Le directeur de l'hôpital Sainte Croix de Léogane, le père Jean Michelet Saint Louis, a alerté sur des besoins urgents en oxygène et carburant. Nos réserves sont pratiquement épuisés, dit-il appelant les manifestants à laisser passer l'ambulance de l'hôpital.

L'oxygène est indispensable notamment pour le service des nouveaux nés en situation d'urgence. Sainte Croix est un hôpital de référence pour la région des Palmes et prend en charge des accidentés et des femmes enceintes.

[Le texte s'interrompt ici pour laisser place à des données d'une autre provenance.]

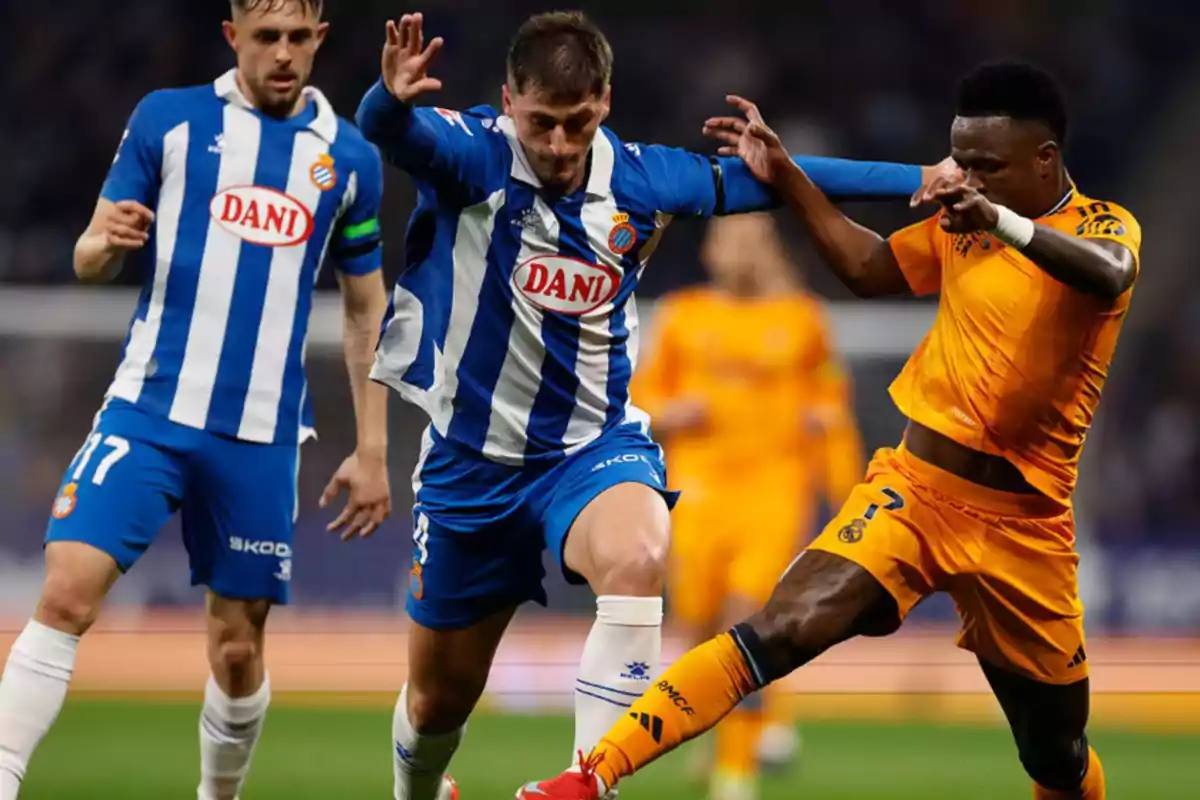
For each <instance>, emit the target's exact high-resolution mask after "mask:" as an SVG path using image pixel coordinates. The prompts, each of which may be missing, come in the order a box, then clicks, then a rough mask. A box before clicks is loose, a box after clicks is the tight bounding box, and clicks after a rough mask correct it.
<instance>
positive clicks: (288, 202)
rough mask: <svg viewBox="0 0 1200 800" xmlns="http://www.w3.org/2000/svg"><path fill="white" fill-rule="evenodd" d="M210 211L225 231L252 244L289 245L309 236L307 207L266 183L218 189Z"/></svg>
mask: <svg viewBox="0 0 1200 800" xmlns="http://www.w3.org/2000/svg"><path fill="white" fill-rule="evenodd" d="M209 213H210V215H212V218H214V219H215V221H216V222H217V224H220V225H221V227H222V228H224V229H226V230H227V231H229V233H230V234H233V235H234V236H238V237H240V239H242V240H245V241H248V242H251V243H252V245H263V246H264V247H290V246H293V245H300V243H304V242H306V241H308V237H310V236H311V235H312V228H313V221H312V212H311V211H308V206H306V205H305V204H304V203H301V201H300V200H298V199H295V198H294V197H292V196H290V194H286V193H283V192H280V191H278V190H274V188H268V187H265V186H230V187H229V188H227V190H224V191H222V192H217V194H216V196H214V198H212V201H211V203H209Z"/></svg>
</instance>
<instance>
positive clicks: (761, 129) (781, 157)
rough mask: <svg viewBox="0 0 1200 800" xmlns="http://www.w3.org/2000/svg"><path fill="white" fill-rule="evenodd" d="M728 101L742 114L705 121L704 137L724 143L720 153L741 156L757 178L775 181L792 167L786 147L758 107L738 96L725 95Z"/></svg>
mask: <svg viewBox="0 0 1200 800" xmlns="http://www.w3.org/2000/svg"><path fill="white" fill-rule="evenodd" d="M725 100H726V101H727V102H728V103H730V104H731V106H733V107H734V108H737V109H738V110H739V112H742V114H743V116H714V118H710V119H708V120H706V121H704V136H707V137H710V138H713V139H716V140H718V142H720V143H721V146H720V149H719V150H718V152H719V154H720V155H722V156H738V157H739V158H742V161H744V162H745V164H746V167H749V168H750V173H751V174H752V175H754V176H755V178H757V179H758V180H761V181H762V182H764V184H774V182H775V181H778V180H779V179H780V178H781V176H782V175H785V174H786V172H785V170H787V169H790V168H791V167H792V157H791V155H790V154H788V152H787V148H785V146H784V143H782V142H781V140H780V138H779V136H778V134H776V133H775V132H774V131H772V130H770V128H769V127H768V126H767V124H766V122H764V121H763V119H762V114H761V113H760V112H758V107H757V106H755V104H754V103H751V102H750V101H749V100H746V98H745V97H739V96H738V95H726V97H725Z"/></svg>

Par ailleurs le directeur médical de l'hôpital Sanatorium, Dr. Louis Charles, tire la sonnette d'alarme sur les graves conséquences du peyi lòk sur cette institution qui prend en charge les patients atteints de pathologies pulmonaires et de ceux qui vivent avec le VIH /SIDA,

Il indique que des médicaments sont toujours disponibles pour les patients vivant avec le VIH SIDA placés sous des anti-rétroviraux, mais l'hôpital est quasiment en rupture de stock d'anti-tuberculeux nécessaire à la prise en charge de ceux qui souffrent de la tuberculose.

En ce début de semaine, l'Unicef a fait don de 51 360 gallons de diesel et 521 bombonnes d'oxygène de 60 litres, pour le fonctionnement de 29 hôpitaux affectés par les troubles socio-politiques.